A yield aggregator simplifies this process by offering a streamlined solution for discovering and entering farms. The aggregator can then offer additional strategies, such as automatically compounding the farmed tokens.
Solana DeFi is meant for composability
The Solana ecosystem has seen rapid growth over the past year as more high quality projects and investors enter the scene. From March 2021, the TVL of Solana DeFi rose from $150M to $1.3B, a faster percentage increase than even Ethereum or BSC. Most of this activity can be attributed to yield farming on AMMs like Raydium and Saber.
One of Solana’s key advantages is that transactions all happen on a single shard. Multi-sharded scalability solutions like Ethereum’s Polygon, Arbitrum, or ETH 2.0 could silo DeFi applications into separate shards. Solana’s single-sharded design feature allows for better composability between any application in the ecosystem.
The problem with yield aggregators, a.k.a. auto dumpers
Sunny was born in September 2021 intending to become one of these yield aggregators, similar to Yearn. It planned on launching various pools and strategies with auto-compounding of anything, starting with Saber built on Quarry Protocol.
However, Yearn soon proved that this model was not optimal working with other projects: it relies on heavy yields always existing, and projects generally do not want to support projects that dump protocol tokens. The lack of ecosystem support reduces composability, and competitors to Yearn such as Convex quickly gained significant market share over Yearn.
Today, Yearn "harvests" Convex yields.
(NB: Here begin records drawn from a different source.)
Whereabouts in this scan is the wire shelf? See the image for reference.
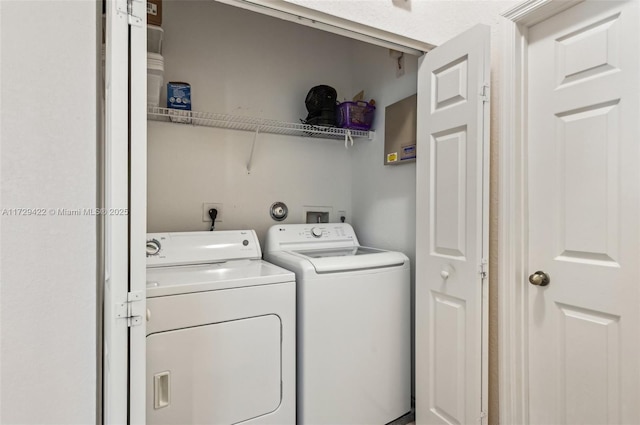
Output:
[147,106,375,140]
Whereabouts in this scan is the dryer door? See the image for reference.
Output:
[147,314,281,425]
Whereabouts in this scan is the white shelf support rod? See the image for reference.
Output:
[344,129,353,149]
[247,126,260,174]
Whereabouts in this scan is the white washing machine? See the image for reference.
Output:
[265,223,411,425]
[146,230,296,425]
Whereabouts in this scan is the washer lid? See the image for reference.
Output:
[147,260,295,298]
[291,246,409,273]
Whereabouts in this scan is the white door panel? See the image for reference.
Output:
[103,2,129,424]
[102,0,147,425]
[523,1,640,424]
[416,26,489,424]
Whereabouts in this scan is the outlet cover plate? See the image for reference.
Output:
[202,202,222,223]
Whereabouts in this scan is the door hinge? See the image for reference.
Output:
[126,0,147,27]
[480,258,488,280]
[115,291,144,327]
[480,83,491,103]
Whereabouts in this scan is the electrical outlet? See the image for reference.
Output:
[202,202,222,223]
[302,205,333,223]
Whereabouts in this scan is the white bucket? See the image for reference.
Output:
[147,53,164,107]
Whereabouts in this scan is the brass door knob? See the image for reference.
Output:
[529,270,551,286]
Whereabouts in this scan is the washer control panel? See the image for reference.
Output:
[265,223,358,251]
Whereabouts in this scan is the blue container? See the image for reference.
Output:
[167,81,191,111]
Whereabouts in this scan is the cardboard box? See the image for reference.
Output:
[147,0,162,26]
[167,81,191,123]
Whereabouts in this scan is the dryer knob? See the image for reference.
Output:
[147,239,160,257]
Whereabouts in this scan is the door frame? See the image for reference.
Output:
[498,0,585,424]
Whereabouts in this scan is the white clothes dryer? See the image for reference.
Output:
[264,223,411,425]
[146,230,296,425]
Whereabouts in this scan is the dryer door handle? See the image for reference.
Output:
[153,371,171,409]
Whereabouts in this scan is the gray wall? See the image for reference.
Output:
[0,0,98,424]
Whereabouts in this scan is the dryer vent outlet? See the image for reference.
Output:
[307,211,329,223]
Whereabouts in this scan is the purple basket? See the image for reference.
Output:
[338,101,376,131]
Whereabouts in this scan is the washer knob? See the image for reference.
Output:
[147,239,160,257]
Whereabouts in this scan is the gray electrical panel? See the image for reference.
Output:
[384,94,418,165]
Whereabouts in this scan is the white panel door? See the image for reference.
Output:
[416,25,490,424]
[101,0,147,425]
[522,0,640,424]
[102,1,129,424]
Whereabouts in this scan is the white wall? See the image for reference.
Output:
[0,1,98,424]
[148,2,386,242]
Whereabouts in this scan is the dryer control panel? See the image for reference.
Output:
[147,230,262,267]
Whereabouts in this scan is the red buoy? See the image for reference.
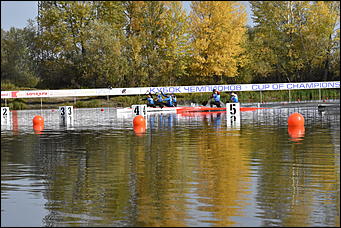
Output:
[288,112,304,126]
[133,115,146,127]
[288,126,305,142]
[33,124,44,135]
[134,125,146,136]
[33,116,44,125]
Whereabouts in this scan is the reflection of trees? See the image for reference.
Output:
[191,122,250,226]
[1,117,340,227]
[252,126,340,226]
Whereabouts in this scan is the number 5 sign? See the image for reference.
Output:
[59,106,73,125]
[226,103,240,127]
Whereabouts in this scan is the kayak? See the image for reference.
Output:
[116,106,265,114]
[176,106,267,114]
[116,107,180,114]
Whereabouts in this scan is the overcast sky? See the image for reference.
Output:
[1,1,252,31]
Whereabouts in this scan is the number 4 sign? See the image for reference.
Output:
[226,103,240,127]
[131,105,147,118]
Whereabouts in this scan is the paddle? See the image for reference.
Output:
[201,100,209,106]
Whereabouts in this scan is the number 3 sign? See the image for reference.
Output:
[226,103,240,127]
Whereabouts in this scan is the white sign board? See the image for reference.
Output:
[59,106,73,125]
[131,105,147,119]
[226,103,240,128]
[1,107,10,125]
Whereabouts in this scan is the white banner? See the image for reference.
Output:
[1,81,340,99]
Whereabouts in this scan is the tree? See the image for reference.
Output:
[190,1,246,83]
[1,21,39,87]
[249,1,339,82]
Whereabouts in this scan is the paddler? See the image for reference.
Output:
[210,89,221,108]
[142,93,163,108]
[231,92,239,103]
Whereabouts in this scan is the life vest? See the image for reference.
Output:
[147,97,154,104]
[213,93,220,102]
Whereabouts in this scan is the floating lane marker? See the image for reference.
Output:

We believe there will still be a Yearn, but Sunny will continue to be the base layer of composability for any Yearn-like project to launch on top of.
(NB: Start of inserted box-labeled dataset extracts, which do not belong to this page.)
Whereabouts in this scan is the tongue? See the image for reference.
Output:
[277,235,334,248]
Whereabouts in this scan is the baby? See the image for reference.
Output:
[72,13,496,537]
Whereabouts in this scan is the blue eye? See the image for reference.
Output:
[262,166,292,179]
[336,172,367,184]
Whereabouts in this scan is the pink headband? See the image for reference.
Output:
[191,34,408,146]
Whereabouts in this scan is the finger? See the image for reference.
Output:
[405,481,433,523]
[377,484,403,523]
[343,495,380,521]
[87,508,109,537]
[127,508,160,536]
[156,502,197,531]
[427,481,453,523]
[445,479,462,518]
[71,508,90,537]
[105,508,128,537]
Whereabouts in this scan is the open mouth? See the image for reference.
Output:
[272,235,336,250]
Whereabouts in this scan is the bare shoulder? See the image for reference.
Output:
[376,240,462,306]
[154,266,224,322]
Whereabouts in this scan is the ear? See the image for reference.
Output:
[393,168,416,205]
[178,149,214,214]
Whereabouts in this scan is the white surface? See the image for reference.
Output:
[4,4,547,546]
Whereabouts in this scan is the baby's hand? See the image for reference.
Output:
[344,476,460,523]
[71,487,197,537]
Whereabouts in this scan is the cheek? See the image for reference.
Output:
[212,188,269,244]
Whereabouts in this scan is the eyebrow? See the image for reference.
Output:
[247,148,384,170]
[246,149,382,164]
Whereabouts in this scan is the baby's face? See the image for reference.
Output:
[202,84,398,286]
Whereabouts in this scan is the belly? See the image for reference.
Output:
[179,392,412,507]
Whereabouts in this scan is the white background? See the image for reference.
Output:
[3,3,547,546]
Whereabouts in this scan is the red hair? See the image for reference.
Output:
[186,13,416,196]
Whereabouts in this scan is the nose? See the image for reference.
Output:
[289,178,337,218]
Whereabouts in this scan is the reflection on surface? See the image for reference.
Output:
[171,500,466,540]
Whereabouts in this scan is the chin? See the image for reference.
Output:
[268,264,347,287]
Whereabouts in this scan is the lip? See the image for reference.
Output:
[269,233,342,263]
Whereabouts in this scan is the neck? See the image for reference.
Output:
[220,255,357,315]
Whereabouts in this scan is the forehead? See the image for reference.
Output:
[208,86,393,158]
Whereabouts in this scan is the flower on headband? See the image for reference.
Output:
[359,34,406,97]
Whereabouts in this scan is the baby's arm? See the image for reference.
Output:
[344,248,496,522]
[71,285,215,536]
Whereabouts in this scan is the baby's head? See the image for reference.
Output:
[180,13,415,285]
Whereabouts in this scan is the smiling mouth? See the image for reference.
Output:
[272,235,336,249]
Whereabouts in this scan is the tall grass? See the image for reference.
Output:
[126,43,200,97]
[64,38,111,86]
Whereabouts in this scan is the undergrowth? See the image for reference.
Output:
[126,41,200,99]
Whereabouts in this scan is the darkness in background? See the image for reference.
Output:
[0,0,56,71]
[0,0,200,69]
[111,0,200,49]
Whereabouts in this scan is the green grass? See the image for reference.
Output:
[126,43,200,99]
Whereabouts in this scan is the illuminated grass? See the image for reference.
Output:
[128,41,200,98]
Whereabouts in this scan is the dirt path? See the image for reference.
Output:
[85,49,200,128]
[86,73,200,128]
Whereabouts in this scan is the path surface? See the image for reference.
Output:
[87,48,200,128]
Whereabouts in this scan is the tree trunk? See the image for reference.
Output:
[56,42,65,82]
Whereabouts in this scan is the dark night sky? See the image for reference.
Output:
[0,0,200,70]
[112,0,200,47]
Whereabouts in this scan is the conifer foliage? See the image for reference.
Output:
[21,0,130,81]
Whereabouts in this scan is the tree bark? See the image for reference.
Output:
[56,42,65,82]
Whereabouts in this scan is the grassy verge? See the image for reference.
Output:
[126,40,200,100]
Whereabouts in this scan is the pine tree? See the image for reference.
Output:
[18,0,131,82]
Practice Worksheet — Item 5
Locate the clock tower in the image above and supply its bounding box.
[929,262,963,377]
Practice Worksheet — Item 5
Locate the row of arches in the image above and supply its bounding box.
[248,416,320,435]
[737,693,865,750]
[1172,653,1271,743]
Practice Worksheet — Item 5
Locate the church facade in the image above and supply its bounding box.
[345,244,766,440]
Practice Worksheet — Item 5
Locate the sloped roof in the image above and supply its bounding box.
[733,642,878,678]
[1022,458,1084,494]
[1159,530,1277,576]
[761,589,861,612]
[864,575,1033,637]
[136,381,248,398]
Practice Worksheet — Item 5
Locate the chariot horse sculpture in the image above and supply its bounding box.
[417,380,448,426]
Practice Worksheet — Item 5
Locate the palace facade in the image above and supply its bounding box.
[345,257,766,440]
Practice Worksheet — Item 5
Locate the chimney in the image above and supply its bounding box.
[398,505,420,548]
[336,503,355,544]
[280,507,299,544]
The need for DAO aggregators
At the beginning of 2022, Saber launched their Tribeca DAO. Tribeca follows the veToken model, meaning that tokens must be locked up for a very long period of time in order to maximize their utility in governance.
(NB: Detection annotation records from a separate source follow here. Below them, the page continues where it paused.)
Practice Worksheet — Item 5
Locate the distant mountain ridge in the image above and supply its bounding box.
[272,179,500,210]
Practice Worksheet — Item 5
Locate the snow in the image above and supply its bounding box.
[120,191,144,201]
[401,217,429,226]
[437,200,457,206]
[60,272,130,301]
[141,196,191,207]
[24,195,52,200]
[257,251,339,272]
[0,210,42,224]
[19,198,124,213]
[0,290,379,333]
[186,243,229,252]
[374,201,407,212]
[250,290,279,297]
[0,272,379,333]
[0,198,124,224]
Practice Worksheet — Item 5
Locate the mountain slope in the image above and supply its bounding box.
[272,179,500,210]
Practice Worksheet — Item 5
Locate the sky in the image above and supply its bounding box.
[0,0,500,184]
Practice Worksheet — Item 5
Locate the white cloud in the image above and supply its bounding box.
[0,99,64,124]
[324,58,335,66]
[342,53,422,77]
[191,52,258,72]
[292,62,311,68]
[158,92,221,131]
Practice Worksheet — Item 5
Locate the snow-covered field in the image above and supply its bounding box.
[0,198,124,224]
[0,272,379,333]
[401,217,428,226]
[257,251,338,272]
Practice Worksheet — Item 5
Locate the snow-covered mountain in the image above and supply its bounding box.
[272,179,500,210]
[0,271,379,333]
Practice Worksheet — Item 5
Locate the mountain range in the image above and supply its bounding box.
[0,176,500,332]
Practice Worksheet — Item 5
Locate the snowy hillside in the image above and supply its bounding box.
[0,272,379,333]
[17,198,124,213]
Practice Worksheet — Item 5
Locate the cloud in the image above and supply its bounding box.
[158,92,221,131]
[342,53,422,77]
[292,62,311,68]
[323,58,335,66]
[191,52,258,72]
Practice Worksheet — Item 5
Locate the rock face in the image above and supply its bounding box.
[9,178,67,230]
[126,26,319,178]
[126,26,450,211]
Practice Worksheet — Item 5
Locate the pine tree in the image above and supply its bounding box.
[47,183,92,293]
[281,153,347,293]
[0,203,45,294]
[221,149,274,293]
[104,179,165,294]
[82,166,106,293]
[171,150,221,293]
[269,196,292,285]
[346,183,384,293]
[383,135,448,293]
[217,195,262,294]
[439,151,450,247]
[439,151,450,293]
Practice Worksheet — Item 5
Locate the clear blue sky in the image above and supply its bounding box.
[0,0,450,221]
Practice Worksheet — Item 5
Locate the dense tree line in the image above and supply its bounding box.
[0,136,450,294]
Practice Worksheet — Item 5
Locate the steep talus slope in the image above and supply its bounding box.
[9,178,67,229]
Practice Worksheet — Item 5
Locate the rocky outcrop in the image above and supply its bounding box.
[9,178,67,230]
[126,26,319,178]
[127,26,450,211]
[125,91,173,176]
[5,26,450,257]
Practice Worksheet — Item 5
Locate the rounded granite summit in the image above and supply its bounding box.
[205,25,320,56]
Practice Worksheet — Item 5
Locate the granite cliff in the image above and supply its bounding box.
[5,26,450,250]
In late January 2022, Quarry launched Gauge, which gave utility to veTokens by allowing DAOs to control the amount of tokens released to its pools. Both Saber and Sunny quickly adopted this model, as they are both built on Quarry.
With the growth of the Tribeca ecosystem, Sunny has decided to pivot into becoming an aggregator for Tribeca-based DAOs in addition to being a liquidity mining aggregation portal.
Sunny V3: a DeFi aggregator
The newest version of Sunny has three core users:
- Liquidity Providers, which earn SUNNY and other tokens
- SBR Stakers, which stake SBR tokens to obtain sunSBR
- Sunny Stakers, which stake SUNNY for veSUNNY to earn from the Sunny DAO
These three users work together to boost each others' yields, working with the DAOs staked into (currently only Saber) in order to grow Solana's DeFi ecosystem.